> The standard answer is scale. “Small programs don’t need types,” the reasoning goes, “but large programs become unmaintainable without them.” This sounds reasonable until you realize what we’re actually admitting: that we’ve designed our systems to be inherently incomprehensible to human reasoning. We’ve created architectures so tangled, so dependent on invisible connections and implicit behaviors, that we need automated tools just to verify that our programs won’t crash in obvious ways. > > Type checking, in other words, is not a solution to complexity—it’s a confession that we’ve created unnecessary complexity in the first place.
Woah woah, where did unnecessary come from? Yes we have made super complex systems that need automated checking. But they are (mostly) necessarily complex. Are you going to write a 10k line OS kernel? A 10k web browser? A 10k line word processor? Yeah good luck.

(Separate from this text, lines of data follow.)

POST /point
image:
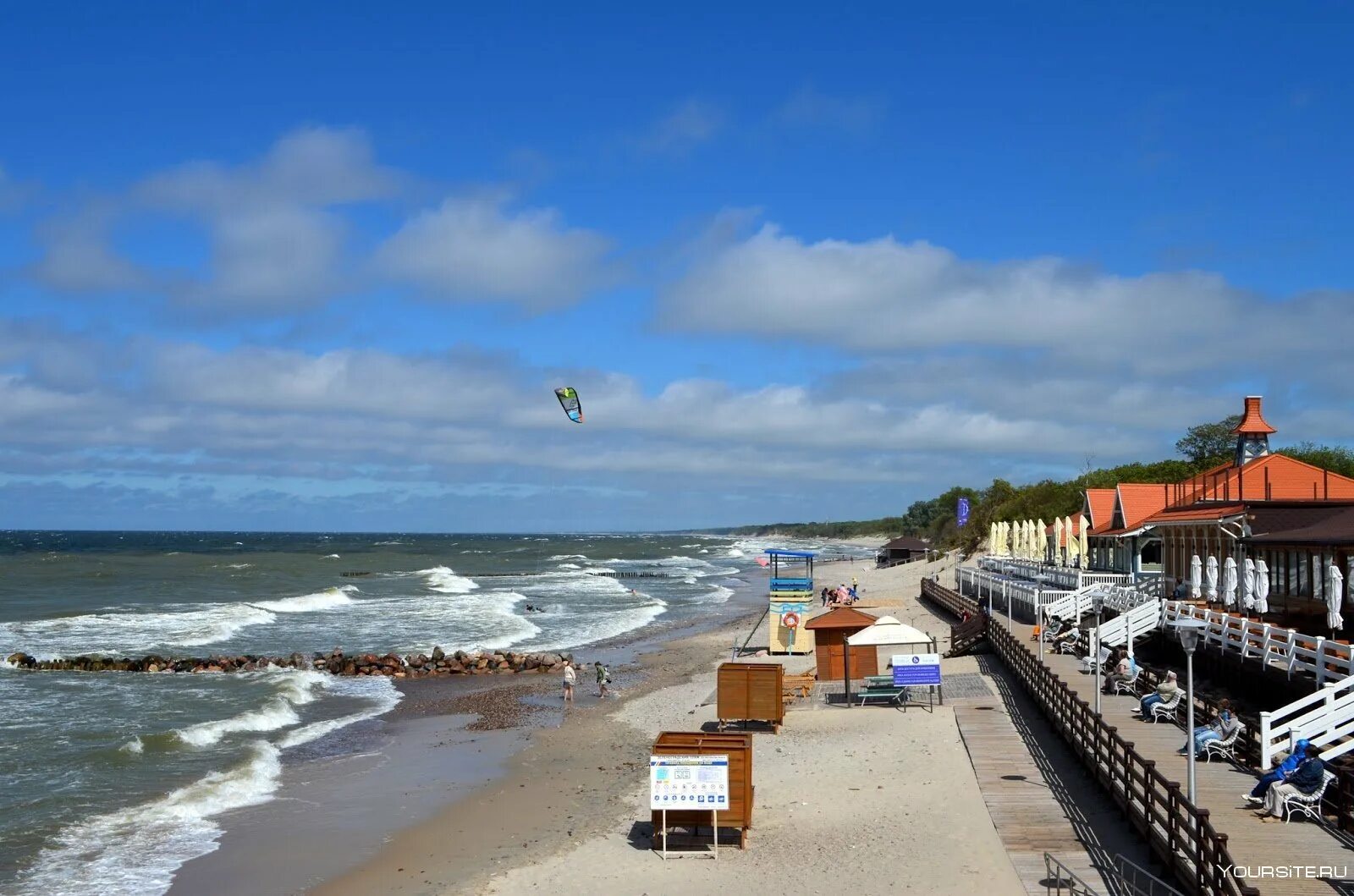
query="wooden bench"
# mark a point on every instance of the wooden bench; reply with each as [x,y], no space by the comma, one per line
[893,693]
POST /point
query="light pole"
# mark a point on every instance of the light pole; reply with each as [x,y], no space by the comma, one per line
[1189,629]
[1098,602]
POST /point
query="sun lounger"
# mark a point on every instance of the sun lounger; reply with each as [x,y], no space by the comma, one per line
[1308,805]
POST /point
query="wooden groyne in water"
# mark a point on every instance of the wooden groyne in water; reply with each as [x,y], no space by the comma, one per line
[336,662]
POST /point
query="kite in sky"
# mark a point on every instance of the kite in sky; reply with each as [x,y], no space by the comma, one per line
[569,401]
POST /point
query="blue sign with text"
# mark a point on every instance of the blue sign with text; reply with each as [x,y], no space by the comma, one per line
[916,669]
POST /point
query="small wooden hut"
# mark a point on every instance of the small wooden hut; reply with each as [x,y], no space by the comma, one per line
[830,632]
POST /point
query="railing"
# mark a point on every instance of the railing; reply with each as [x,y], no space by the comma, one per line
[1139,882]
[1131,625]
[1181,834]
[1324,717]
[1313,656]
[1060,879]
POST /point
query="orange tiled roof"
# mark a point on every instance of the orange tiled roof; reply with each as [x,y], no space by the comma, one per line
[1137,501]
[1270,478]
[1101,505]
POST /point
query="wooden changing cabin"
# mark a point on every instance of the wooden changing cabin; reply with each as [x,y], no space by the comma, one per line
[830,632]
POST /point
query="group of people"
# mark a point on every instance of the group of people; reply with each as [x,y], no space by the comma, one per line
[1303,772]
[572,679]
[839,596]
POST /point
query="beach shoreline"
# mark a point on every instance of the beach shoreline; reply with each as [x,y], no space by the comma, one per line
[575,784]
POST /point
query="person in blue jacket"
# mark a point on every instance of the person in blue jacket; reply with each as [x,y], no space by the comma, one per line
[1308,780]
[1285,767]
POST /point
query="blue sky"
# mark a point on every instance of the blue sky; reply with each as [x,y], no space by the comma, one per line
[320,268]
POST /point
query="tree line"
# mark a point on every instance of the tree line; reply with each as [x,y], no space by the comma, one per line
[1202,448]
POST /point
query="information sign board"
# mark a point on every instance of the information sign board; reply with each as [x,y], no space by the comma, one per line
[688,783]
[916,669]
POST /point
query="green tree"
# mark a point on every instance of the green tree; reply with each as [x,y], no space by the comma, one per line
[1209,442]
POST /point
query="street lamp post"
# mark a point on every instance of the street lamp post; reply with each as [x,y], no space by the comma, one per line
[1189,631]
[1100,608]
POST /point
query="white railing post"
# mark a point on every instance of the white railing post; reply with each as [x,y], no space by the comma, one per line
[1266,749]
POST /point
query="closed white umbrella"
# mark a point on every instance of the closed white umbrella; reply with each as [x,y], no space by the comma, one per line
[1249,584]
[1261,588]
[1334,593]
[1229,582]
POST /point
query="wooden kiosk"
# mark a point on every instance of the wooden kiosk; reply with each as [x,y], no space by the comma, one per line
[830,632]
[791,598]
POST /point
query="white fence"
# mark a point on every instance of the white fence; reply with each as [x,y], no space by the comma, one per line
[1284,647]
[1324,717]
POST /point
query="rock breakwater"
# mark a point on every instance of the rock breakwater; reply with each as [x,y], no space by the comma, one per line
[335,662]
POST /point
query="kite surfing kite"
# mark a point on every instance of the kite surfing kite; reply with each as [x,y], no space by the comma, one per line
[569,401]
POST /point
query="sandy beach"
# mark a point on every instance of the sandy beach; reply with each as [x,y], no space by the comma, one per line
[873,800]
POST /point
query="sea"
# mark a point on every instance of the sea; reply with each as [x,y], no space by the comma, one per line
[114,780]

> electronics engineers routinely design systems with millions of components, intricate timing relationships, and complex interactions between subsystems. Yet they don’t rely on anything analogous to our type checkers.
I dunno if he's talking about PCBs... but actually having types for wires is a pretty great idea. Seems like Altium kind of has support for this but I don't know how much checking it does: https://www.altium.com/documentation/altium-designer/sch-pcb...

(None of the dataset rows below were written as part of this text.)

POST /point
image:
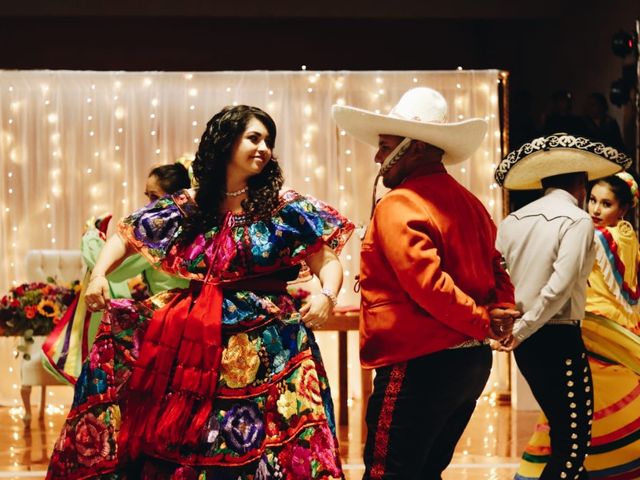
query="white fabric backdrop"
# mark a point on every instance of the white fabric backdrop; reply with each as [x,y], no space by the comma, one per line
[74,144]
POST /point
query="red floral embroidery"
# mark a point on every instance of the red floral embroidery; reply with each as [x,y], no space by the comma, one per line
[381,446]
[92,441]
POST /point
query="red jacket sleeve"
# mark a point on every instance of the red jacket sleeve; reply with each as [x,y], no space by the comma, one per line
[417,265]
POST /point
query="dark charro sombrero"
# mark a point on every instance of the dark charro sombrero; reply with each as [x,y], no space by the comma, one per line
[557,154]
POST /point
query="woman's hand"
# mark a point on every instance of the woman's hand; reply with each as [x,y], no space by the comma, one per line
[97,294]
[316,311]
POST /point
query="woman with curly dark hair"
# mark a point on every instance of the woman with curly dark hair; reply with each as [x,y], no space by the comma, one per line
[223,379]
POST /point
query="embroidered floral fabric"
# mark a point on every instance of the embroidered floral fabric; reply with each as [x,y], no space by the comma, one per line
[298,227]
[272,416]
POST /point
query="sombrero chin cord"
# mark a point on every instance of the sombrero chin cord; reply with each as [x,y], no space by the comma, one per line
[389,162]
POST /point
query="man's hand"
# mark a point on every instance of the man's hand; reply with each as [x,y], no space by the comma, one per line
[506,345]
[501,323]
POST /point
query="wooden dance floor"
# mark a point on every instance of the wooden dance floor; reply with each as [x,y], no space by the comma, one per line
[489,449]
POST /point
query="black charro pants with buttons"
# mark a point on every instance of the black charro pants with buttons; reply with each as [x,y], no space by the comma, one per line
[418,411]
[554,362]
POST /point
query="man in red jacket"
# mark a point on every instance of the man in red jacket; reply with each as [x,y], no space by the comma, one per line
[433,287]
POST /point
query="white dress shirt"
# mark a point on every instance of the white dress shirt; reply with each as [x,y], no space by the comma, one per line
[549,249]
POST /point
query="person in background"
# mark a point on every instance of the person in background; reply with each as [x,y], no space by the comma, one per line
[611,334]
[600,126]
[66,348]
[548,247]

Anyway, aside from the fact that PCB design is a completely different thing, PCB designers accidentally make wrong connections all the time.
> The problem isn’t that software is inherently more complex than hardware.
It is though. Way more complex. Find me a PCB as complex as Chrome or LLVM. Hell, find me a CPU as complex. Even the latest OoO designs don't come close.
> UNIX pipelines
Ha I knew he was going to suggest this.
> yet they require no type checking at the transport layer
"require" sure, I guess. Now go and look up how many quoting options there are in `ls`. And nobody has ever realized that structured piping is better and have written two popular shells (at least) that support it.
Ugh so many misguided words remain, I'll stop there.